Figure 9. Posterior distributions of ln(m1), ln(m2), and ln(m3) for case study 5. Click to enlarge.



Table 3. The means of the posteriors and their corresponding 95% credible intervals (analogous
to a confidence interval with frequentist analysis) for parameters in case study #5. Click to enlarge.

As explained above, “Estimate” is the mean of the posterior distribution (log scale). The limits of the 95% credible interval (Lower HPD and Upper HPD) are given in the last two columns. Again, the diff option allows one to also obtain posterior distribution graphs for the differences of pairs of means (on a log scale) (Fig. 10).


Figure 10. Posterior distributions of differences of means on log scale (e.g., ln(m1) – ln(m2), etc.),
together with Box plots (drawn horizontally) of the posteriors. Click to enlarge.

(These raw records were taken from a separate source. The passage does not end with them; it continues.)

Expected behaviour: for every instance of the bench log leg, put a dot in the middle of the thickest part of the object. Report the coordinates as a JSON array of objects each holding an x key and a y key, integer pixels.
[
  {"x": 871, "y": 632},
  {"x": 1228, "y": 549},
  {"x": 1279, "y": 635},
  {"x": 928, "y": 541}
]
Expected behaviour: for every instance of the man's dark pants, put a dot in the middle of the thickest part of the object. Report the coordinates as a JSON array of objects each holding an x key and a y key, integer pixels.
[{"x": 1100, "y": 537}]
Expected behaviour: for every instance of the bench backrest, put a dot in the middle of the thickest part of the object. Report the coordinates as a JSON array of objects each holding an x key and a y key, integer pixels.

One can see that the posterior distributions of the differences mostly do not cover 0. This indicates that there are differences among the treatment effects. The greatest coverage of 0 by a posterior distribution was for the last pair of means (control versus fungal tea), although most of the posterior consisted of positive values. A table of summary statistics for the posteriors of the differences is also given in the output (Table 4).


Table 4. Summary statistics for the posteriors of the differences of case study #5. Click to enlarge.

The “Estimate” in this table is the mean of the posterior distribution for the difference of two treatments. One can see that all of the 95% credible intervals for the differences do not include 0, evidence that the treatments are different from each other.

Suggested exercises:

(a) Readers can obtain the posterior distribution of the means on the original lesion-count scale instead of on the link (log) scale. The model for a Poisson distribution should usually be fitted on a log scale, but one can obtain the posterior of the inverse link (i.e., lesion counts directly, exp[ln(mj)] = mj) by adding the ilink option to the LSMEANS statement:

lsmeans trt / cl diff  ilink plots=all;

The posterior graphs and means table are for m1, etc., rather than for ln(m1), etc. Readers should note that the posteriors of the mean differences are still given only on the link scale. This is because the inverse link of the differences of logs does not have a direct distributional interpretation.

(b) Using the methods described previously, readers should explore the effects of an informative prior distribution on the control treatment. Suppose that previous experiments showed that ln(mcontrol) [=ln(m2) in this study] was 5.3, and that one was 95% confident that the log mean was between 5.0 and 5.6. Use the prior parameter file and previous code to fit the model. How do the results change for the means and for the mean differences?

(c) Record the DIC from the model fit. Then run GENMOD without the treatment factor, but with an intercept: model lesions = / dist=poisson  link=log;. Record this DIC. What is the difference in DIC for the two model fits? A large difference would indicate that treatment has an overall effect on lesion counts.